Three bills introduced in the 2019 Hawaii legislature session directly address state land leases. The first of these discussed here on DarkerView was SB905 which attempts to assess reasonable compensation for a lease. The remaining two bills, SB933 and SB918, concerned with leases seem to make sense as well, but also leave questions.
SB933 is another that on first read seems to make sense. This bill would require a rent review on all state land leases every decade. Conditions change, economics change, inflation happens, insuring the state is fairly compensated for the use of state land is in the best interest of the public.
While the language of the change is simple, the impact of that language is not clear. Indeed, it seems strange when considering what a rent review would consist of.
171-36, Hawaii Revised Statutes, is amended by amending subsection (a) to read as follows:Language added to 171-36 proposed by SB933 in the 2019 Hawaii State Legislature
(10) The board shall conduct a rent review of every lease and sublease of public land every ten years.
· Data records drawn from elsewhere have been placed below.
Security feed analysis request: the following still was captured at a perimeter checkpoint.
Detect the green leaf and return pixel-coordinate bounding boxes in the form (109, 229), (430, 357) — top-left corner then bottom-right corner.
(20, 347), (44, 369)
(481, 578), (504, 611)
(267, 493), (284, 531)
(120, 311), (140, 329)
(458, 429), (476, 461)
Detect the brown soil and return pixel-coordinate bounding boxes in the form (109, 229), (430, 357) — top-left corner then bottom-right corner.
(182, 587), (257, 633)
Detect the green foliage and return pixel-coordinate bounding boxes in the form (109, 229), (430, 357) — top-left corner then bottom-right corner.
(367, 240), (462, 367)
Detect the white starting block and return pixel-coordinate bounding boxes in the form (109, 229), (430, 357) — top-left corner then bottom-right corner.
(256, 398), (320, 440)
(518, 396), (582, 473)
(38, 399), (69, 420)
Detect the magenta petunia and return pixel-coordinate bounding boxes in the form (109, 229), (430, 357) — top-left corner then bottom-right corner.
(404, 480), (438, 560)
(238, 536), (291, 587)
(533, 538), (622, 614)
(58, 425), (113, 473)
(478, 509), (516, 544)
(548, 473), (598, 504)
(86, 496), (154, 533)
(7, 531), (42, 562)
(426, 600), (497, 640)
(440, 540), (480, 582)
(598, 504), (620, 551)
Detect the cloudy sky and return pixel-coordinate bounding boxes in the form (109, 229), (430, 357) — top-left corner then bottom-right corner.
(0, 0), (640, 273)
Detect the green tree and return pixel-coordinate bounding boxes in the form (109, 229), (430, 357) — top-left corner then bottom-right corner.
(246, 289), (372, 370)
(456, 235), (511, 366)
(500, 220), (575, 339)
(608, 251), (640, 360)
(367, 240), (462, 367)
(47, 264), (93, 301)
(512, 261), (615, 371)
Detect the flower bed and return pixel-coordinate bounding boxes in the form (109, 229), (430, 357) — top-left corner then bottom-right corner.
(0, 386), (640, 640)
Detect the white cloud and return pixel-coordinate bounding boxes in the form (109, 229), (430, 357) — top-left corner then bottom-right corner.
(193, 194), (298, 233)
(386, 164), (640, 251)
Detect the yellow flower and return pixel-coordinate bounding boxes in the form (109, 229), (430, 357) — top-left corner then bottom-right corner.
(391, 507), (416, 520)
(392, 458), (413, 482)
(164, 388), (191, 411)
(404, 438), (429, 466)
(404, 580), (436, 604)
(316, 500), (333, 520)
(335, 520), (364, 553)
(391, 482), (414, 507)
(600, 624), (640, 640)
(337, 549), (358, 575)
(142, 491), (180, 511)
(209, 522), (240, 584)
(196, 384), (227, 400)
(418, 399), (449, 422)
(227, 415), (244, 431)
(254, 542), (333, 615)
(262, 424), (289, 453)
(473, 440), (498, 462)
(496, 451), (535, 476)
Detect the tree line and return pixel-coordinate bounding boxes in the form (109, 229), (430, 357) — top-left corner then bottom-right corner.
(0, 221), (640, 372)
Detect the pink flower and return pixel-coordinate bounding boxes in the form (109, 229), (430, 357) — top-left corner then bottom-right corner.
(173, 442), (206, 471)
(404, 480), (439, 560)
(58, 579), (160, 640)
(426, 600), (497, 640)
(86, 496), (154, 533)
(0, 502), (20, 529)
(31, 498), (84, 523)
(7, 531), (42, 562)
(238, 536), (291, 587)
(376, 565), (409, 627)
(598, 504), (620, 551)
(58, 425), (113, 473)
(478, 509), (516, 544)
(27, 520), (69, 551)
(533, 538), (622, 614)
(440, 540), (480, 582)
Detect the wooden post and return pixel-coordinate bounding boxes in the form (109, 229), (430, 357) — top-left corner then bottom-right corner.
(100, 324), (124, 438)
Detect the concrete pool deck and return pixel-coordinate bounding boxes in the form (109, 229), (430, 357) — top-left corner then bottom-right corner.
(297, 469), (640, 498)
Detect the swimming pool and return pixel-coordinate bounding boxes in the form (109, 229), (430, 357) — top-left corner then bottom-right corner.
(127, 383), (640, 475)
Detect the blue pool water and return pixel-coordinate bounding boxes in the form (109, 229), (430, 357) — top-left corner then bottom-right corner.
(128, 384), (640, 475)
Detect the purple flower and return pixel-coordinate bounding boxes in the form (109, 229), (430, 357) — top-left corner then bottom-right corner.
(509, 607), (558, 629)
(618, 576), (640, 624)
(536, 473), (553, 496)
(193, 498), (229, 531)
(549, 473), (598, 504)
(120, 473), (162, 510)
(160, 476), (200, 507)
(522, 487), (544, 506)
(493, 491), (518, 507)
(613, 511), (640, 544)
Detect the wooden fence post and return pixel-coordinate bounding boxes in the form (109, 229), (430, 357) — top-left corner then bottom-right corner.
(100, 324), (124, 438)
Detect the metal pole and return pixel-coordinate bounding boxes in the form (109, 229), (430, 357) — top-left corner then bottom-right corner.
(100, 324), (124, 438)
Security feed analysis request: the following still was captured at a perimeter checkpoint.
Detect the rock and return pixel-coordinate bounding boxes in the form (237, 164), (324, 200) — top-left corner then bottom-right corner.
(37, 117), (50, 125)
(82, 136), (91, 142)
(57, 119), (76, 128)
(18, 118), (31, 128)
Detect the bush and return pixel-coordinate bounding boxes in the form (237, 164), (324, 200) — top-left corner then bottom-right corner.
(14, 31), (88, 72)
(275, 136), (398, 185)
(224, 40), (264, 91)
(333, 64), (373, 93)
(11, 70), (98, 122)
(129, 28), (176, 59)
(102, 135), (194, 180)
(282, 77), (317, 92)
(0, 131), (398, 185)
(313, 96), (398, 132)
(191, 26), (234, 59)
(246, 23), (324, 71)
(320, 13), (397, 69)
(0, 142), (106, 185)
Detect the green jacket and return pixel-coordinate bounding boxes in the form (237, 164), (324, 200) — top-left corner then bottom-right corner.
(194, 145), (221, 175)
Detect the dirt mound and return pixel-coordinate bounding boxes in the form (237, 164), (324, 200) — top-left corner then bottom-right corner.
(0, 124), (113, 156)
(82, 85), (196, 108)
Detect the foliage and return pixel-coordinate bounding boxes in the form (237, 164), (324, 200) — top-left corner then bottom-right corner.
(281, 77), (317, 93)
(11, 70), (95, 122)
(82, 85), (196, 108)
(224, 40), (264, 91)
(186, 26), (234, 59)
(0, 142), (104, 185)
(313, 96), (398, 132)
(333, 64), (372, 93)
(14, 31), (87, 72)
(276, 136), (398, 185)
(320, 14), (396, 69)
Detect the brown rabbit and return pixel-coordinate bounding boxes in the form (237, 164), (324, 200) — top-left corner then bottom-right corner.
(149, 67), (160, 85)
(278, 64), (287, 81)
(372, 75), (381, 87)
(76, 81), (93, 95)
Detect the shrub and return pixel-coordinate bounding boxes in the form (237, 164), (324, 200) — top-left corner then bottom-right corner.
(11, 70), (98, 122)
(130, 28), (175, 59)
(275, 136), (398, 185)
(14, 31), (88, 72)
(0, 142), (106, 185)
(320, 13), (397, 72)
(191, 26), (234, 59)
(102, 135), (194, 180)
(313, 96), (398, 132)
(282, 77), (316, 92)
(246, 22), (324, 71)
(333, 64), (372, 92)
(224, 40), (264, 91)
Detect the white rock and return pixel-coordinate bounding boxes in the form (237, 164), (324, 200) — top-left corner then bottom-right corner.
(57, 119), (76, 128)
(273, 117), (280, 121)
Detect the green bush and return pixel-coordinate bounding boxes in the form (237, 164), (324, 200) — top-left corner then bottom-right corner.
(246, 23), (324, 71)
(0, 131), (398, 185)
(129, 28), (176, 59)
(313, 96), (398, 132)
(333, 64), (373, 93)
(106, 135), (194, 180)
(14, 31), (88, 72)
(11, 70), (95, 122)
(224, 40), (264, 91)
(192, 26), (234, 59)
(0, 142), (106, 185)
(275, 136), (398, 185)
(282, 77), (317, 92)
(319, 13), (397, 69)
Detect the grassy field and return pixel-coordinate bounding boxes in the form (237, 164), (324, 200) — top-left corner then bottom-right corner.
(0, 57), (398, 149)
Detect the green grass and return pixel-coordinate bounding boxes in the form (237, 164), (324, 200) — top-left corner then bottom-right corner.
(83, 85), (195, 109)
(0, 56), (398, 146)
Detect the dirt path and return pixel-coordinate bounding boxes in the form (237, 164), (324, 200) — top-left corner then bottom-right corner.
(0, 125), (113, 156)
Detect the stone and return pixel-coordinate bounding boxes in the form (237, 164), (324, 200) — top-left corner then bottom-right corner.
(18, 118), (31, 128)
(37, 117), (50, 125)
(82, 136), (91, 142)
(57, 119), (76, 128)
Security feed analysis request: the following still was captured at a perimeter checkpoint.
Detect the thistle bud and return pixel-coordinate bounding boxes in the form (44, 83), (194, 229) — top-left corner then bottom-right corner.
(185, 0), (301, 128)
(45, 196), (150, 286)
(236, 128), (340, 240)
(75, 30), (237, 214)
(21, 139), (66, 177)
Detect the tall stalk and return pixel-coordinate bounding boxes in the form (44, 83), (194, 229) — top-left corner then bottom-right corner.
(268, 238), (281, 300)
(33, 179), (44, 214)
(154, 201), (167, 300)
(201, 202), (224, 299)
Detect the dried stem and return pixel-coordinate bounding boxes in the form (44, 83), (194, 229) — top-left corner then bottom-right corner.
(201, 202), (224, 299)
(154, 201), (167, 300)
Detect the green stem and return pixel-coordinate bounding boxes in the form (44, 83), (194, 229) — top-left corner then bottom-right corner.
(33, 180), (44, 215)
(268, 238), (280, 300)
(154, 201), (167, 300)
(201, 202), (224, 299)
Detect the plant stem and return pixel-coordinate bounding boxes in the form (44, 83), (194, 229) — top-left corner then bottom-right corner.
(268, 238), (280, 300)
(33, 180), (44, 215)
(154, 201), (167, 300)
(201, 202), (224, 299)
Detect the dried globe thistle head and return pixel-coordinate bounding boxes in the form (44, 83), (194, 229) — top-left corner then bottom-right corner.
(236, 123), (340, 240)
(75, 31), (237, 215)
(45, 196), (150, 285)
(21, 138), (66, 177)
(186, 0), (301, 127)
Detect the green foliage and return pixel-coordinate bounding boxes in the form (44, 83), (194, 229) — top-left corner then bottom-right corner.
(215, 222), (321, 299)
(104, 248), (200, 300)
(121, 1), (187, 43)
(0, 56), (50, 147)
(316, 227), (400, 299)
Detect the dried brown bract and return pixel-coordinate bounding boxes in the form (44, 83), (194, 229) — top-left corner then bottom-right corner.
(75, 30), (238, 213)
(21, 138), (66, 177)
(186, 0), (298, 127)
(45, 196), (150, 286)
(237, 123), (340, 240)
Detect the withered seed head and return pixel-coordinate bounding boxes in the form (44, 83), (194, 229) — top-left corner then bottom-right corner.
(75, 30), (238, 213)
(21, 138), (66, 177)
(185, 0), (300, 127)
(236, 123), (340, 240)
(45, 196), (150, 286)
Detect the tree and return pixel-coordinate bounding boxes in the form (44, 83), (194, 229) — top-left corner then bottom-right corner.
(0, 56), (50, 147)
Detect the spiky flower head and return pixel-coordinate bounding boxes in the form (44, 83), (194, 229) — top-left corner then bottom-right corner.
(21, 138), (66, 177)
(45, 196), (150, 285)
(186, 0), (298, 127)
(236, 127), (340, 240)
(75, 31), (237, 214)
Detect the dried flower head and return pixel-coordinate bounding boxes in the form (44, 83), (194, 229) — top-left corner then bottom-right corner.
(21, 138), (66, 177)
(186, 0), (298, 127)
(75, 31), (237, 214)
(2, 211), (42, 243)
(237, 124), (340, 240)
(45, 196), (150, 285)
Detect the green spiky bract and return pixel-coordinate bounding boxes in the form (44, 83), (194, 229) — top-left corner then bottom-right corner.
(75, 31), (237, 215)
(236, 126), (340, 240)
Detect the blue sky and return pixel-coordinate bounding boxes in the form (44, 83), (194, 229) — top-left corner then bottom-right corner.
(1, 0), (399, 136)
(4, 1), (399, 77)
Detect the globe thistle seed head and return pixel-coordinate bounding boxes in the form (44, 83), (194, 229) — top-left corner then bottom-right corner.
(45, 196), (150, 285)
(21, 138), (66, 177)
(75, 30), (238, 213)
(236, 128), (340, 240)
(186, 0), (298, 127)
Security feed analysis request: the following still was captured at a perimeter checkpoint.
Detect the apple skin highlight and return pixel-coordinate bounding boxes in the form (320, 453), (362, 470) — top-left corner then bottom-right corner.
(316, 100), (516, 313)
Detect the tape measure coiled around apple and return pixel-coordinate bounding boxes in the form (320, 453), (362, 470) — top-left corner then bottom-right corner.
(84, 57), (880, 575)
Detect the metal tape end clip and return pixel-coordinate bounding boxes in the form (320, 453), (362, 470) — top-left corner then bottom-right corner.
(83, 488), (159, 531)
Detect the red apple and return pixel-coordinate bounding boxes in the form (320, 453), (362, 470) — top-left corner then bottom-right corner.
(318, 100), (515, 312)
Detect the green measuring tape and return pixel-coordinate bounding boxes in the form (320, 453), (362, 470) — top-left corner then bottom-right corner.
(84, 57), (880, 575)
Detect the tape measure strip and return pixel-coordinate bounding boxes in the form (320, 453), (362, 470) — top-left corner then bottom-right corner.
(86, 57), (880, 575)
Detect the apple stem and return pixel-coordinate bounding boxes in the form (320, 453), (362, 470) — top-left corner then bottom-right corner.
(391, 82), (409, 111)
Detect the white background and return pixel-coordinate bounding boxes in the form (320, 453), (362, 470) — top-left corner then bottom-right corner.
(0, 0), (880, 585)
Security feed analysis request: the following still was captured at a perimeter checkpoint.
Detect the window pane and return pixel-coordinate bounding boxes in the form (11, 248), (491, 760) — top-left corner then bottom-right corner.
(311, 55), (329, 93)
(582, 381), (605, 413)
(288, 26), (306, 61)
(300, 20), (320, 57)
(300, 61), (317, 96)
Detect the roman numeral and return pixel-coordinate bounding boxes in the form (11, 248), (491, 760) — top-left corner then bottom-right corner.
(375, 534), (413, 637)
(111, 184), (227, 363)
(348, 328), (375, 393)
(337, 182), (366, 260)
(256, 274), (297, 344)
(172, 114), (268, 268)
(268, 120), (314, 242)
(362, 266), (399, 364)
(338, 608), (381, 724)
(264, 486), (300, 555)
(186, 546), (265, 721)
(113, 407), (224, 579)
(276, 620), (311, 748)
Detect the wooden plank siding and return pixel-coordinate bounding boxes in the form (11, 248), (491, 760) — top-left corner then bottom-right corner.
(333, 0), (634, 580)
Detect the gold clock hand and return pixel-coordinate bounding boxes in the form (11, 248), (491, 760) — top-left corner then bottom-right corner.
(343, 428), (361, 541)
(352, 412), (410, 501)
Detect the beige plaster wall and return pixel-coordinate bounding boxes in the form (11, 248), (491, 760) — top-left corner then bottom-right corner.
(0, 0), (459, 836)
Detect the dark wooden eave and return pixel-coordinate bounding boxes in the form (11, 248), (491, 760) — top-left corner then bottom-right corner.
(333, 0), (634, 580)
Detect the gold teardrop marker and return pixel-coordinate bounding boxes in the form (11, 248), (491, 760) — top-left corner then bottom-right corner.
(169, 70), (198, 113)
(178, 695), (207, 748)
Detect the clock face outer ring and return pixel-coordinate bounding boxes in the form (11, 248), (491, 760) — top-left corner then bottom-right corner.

A review, that seems simple. It does beg the question… Just what is this rent review intended to accomplish? There seems to be no way to do anything about the rent once a lease is made, the terms of the lease were agreed to when the lease was originated. Are new leases intended to carry some sort of language allowing rent terms to be changed every decade?
Like Senator Kahale’s other Mauna Kea bills we have examined here, and contrary to good practice seen in other legislative bills, there is no explanatory language with this bill, no reasoning or justification given. Why is this change needed? What is the benefit?
Without a legal process to change the rent on an existing lease a review of rent seems useless. This would simply be a bureaucratic exercise with no point.
Is there something more to this bill? As if some changes to the language of the bill are expected, or planned during the legislative session. Senator Kahele, a primary sponsor of this bill, used the unethical tactic of gut-and-replace at least twice during the last session. Is something similar intended here, a last moment language change, or a complete gut-and-replace of the bill?